- Pitcher
- Born: January 29, 1860 Germantown, Philadelphia, Pennsylvania
- Died: January 27, 1915 (aged 54) Bristol, Pennsylvania, U.S.
- Batted: UnknownThrew: Right

MLB debut
- June 23, 1890, for the Philadelphia Phillies

Last MLB appearance
- June 23, 1890, for the Philadelphia Phillies

MLB statistics
- Win–loss record: 0–1
- Earned run average: 21.60
- Strikeouts: 2
- Stats at Baseball Reference

Teams
- Philadelphia Phillies (1890);

= John Coleman (baseball, born 1860) =

American baseball player (1860–1915)

John W. Coleman (January 29, 1860 – January 27, 1915) was an American professional baseball player. He played in Major League Baseball (MLB) as a right-handed pitcher. He played briefly for the Philadelphia Phillies during the 1890 season.

==Early life==
John W. Coleman was born on January 29, 1860, in Germantown, Philadelphia, Pennsylvania, to Katharine and William Coleman.
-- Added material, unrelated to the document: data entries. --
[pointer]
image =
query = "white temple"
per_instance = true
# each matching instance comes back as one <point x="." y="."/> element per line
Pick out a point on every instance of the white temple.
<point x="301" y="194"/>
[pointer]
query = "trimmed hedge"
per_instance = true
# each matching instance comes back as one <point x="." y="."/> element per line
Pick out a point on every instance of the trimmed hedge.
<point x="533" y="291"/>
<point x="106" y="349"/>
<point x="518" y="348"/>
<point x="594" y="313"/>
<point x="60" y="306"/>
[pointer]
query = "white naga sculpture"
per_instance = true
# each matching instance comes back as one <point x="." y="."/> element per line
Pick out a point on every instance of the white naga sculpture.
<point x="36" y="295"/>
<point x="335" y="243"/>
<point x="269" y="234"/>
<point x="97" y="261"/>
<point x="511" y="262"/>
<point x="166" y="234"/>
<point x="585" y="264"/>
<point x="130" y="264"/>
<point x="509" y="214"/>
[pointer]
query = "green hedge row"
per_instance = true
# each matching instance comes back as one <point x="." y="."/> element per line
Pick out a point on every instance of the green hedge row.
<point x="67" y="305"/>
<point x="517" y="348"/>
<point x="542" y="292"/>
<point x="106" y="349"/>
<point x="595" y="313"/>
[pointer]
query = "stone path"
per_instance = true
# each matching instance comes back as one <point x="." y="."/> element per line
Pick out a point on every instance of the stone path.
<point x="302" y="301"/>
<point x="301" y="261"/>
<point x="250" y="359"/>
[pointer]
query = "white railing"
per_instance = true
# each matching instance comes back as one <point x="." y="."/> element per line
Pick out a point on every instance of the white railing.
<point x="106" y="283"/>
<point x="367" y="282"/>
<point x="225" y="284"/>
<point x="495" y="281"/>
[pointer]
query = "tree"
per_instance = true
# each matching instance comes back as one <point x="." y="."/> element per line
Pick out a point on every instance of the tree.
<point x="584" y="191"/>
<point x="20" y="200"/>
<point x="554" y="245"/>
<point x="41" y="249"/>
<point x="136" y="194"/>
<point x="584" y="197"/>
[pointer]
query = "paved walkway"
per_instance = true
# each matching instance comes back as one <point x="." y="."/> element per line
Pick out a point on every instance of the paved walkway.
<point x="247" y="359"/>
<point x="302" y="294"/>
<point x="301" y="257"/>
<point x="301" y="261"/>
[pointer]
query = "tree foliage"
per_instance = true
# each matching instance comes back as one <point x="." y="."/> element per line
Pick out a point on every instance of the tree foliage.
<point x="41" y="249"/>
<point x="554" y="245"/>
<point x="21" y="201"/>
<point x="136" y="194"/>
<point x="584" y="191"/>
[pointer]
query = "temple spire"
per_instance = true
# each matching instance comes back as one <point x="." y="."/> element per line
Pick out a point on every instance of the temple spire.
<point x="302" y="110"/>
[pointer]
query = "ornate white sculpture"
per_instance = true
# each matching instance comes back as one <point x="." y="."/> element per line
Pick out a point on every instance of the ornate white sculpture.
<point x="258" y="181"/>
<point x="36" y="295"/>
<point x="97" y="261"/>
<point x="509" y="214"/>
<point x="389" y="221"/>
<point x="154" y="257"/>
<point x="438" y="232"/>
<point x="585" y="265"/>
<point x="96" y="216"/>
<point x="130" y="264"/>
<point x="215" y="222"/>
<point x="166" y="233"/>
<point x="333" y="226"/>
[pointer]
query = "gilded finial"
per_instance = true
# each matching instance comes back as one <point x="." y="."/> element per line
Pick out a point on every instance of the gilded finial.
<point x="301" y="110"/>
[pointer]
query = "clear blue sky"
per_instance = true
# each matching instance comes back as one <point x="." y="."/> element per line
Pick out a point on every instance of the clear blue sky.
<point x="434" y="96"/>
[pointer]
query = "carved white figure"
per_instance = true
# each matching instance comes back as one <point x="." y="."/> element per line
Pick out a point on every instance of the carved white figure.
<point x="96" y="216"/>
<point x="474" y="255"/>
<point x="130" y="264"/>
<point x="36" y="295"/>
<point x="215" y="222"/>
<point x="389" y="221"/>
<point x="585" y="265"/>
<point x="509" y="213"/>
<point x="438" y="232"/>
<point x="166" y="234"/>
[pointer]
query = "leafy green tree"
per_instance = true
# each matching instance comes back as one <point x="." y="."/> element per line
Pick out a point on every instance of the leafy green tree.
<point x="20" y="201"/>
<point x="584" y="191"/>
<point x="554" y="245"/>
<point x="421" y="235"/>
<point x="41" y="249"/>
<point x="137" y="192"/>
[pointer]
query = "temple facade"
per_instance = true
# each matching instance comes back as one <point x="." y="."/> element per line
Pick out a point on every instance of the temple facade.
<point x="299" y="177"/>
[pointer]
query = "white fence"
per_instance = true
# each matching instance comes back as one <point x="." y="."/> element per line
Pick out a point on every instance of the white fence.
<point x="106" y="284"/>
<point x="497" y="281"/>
At a young age, he moved to Bristol, Pennsylvania.

==Career==
In 1887, Coleman was a pitcher on a baseball team in Bristol along with Doc Potts. According to his obituary, he struck out 22 men in one game. His career, statistically speaking, was only slightly different from that of Moonlight Graham. Coleman debuted on June 23, 1890, and was charged with eight runs (including four earned) on four hits with three walks and two strikeouts in 1 2/3 innings. He took the loss (21.60 earned run average) and never appeared in another major league game.

Coleman had a restaurant business on Mill Street. He then took charge of the Coleman House.

==Personal life==
Coleman married Elizabeth. They had one daughter, Helen.

Coleman had cirrhosis of the liver starting around 1905. He died on January 27, 1915, at his home in Bristol. He was buried in St. Mark's Cemetery.